Bush Plum Vodka. Home made in Suffolk by Galley Slave.
And probably some Raspberry Vodka as well. That was another tiny, but very successful batch she experimented with a couple of years back. It made just about 400ml of liqueur and seemed to disappear rapidly when offered to friends to enjoy. Which, of course, is the idea!


Group photo - fruit vodkas doin' their thang. Plus apricots in Sauterne.    Photo: Veronica Hayes
Rhubarb vodka was, in our opinion, less successful. The colour was an extraordinary pink which sadly faded within a matter of weeks after the liqueur was filtered off the fruit. But there wasn't much flavour in the first place so a 'thumbs down' for that effort. 


It looked pretty enough. 
This winter, she'll be making more Sloe Vodka together with more of a fabulous Coffee and Orange Rum Liqueur to name but a couple. Also this year, the Coffee and Orange Rum Liqueur will have a comparison brew made using cognac as the base spirit. It'll be interesting to see how they compare and which we prefer. This time too, Galley Slave is upping the quantities so as to be able to give some little treats as gifts. There'll be more on the Coffee and Rum liqueur in another blog post as the method is quite different to these other fruit liqueurs.


An excellent recipe book - it's still in fruit. Photo: Veronica Hayes
Sloes are mouth puckeringly sour, so for sloe vodka I tend to use about 700 gms of fruit to about 1 - 1.2 litres of vodka.
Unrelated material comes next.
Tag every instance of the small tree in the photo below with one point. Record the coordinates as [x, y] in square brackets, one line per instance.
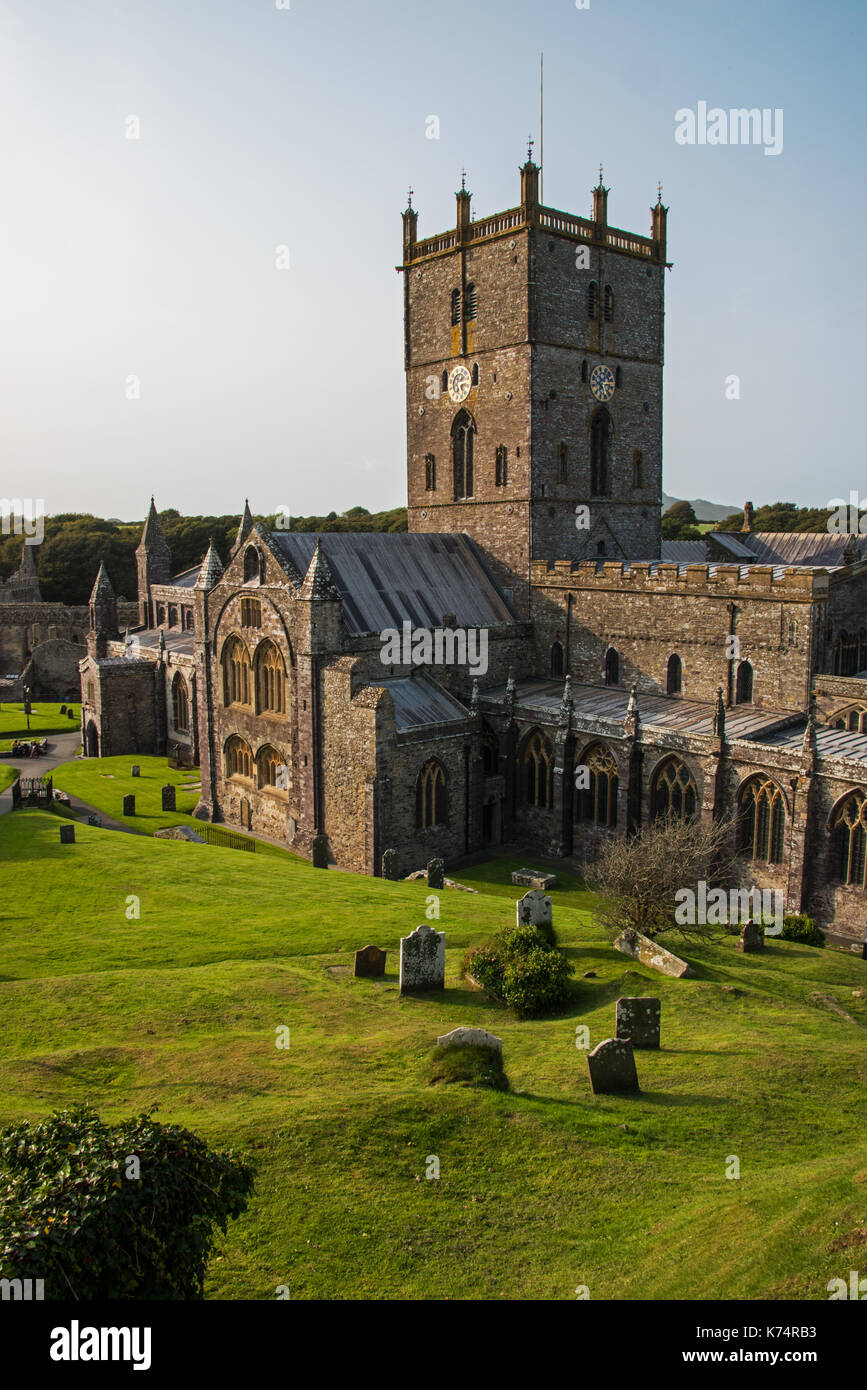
[638, 877]
[113, 1211]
And about 600 gms or so of white granulated sugar. Traditionally, you should also peel one of the notoriously sharp needles from the sloe branch and use that to prick each of the sloe berries several times before popping the fruit into a pristinely clean, sterilised preserving jar. This lets juice, flavour and colour seep into the vodka. Add the sugar and vodka. Close the lid tightly and shake the preserving jar before putting it into a dark, cool cupboard. Then remember to shake the jar thoroughly a couple of times a week to dissolve the sugar. Once the sugar has completely dissolved, leave the fruit and vodka to get to know each other a little better: 6 months or so. In truth, I have forgotten about bottles in the past and left them for longer than 12 months - a pleasant surprise in the finding! 

When you're ready, strain the liqueur off the fruit. Unless you don't mind some sediment and therefore a cloudy effect to your drink, pour it through some coffee filters or two layers of scalded muslin draped over a funnel when you take the liquid off the fruit. You'll get a lovely clear liquid. And remember to label your bottles. I always think I'll remember what's what. But usually forget come 6 months down the line.


Sloe Vodka 2014 after bottling. Look at that colour!! Photo: Veronica Hayes.
The fun is in the experimenting. Just think about how sweet or sour the fruit is that you're using and adjust the sugar levels accordingly. Also, think about whether you prefer a sweeter drink or not. It's also worth mentioning that they are high in alcohol and therefore strong. A little goes a long way. You have been warned!